SPATIAL VARIATIONS IN MICROBIAL COMMUNITY COMPOSITION BETWEEN WATER AND SEDIMENT SAMPLES IN LITTLE HOT CREEK, CALIFORNIA: IMPLICATIONS FOR THE ROLE OF TEMPERATURE IN CONTROLLING HOT SPRING DIVERSITY

In hot springs, metabolic capability tends to shift from hotter chemosynthetic (>72°C) to cooler photosynthetic zones (<72°C) away from the source. Microbial diversity in this chemo- to photoautotrophic transitional zone is still poorly constrained. We studied a hot spring in Long Valley Caldera near Little Hot Creek, California as part of the 2015 Geobiology Summer Course to characterize microbial community composition, diversity, and function along a ~23 m transect of decreasing temperature (~82-71°C). 16S rRNA gene sequencing for the planktonic composition across the temperature gradient yielded a consistent microbial community composition dominated by Thermocrinis, Sulfurihydrogenibium, EM3 group Thermotoga, Caldimicrobium, and Anaerolineaceae. However, sediment community compositions were notably more heterogeneous. Sediment near the source was dominated by chemolithoautotrophic Sulfurihydrogenibium and Caldiarchaeum, while larger contributions from candidate phyla and unclassified archaea were observed in sites possibly representing the metabolic transitional zone; photosynthetic organisms such as Synechococcus dominated sediment after ~15 m.
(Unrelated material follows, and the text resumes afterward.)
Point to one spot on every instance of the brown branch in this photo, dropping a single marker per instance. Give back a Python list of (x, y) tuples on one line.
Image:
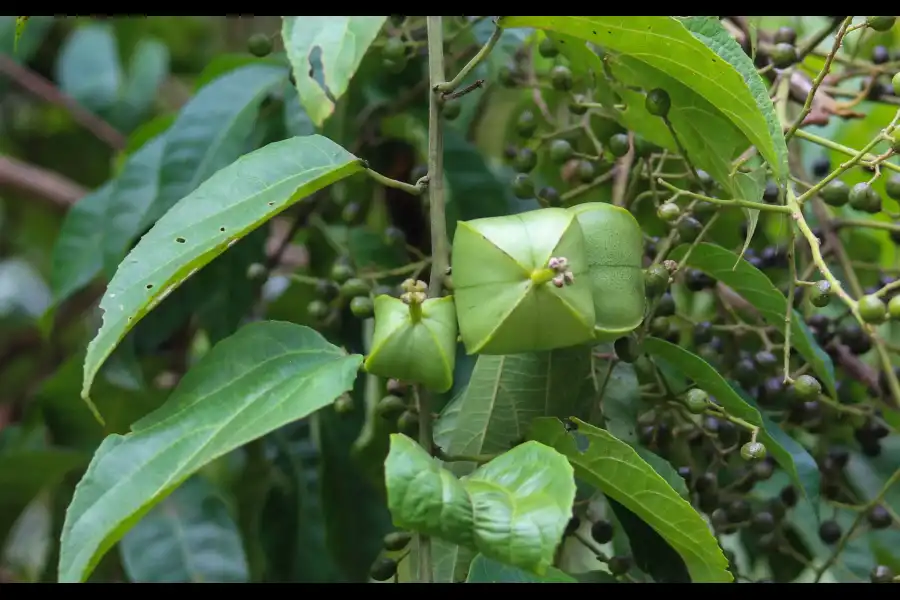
[(39, 182), (37, 85)]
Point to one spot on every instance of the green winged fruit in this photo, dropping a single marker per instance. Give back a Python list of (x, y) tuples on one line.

Although Sulfurihydrogenibium and Thermocrinis were both prevalent in the water of Little Hot Creek, these genera were also found in >15% abundance in one sediment site each. Despite the large shifts in sediment community composition down transect, richness did not inversely correlate with temperature. Additionally, the co-presence of Sulfurihydrogenibium and Thermocrinis in the water is unusual, as Sulfurihydrogenibium typically colonizes high sulfide springs, whereas Thermocrinis is common in low sulfide springs [Takacs-Vesbach et al. 2013]. The distribution of these genera in the sediment could be controlled by chemical parameters such as dissolved oxygen or sulfide concentration, although the mechanism for this shift from a planktonic to a sediment community remains unclear. Compositional trends in Little Hot Creek communities differ from previously surveyed hot spring environments. The lack of obvious covariation between temperature and community diversity is particularly interesting and might lead to a better understanding of processes responsible for metabolic shifts observed in hot spring environments.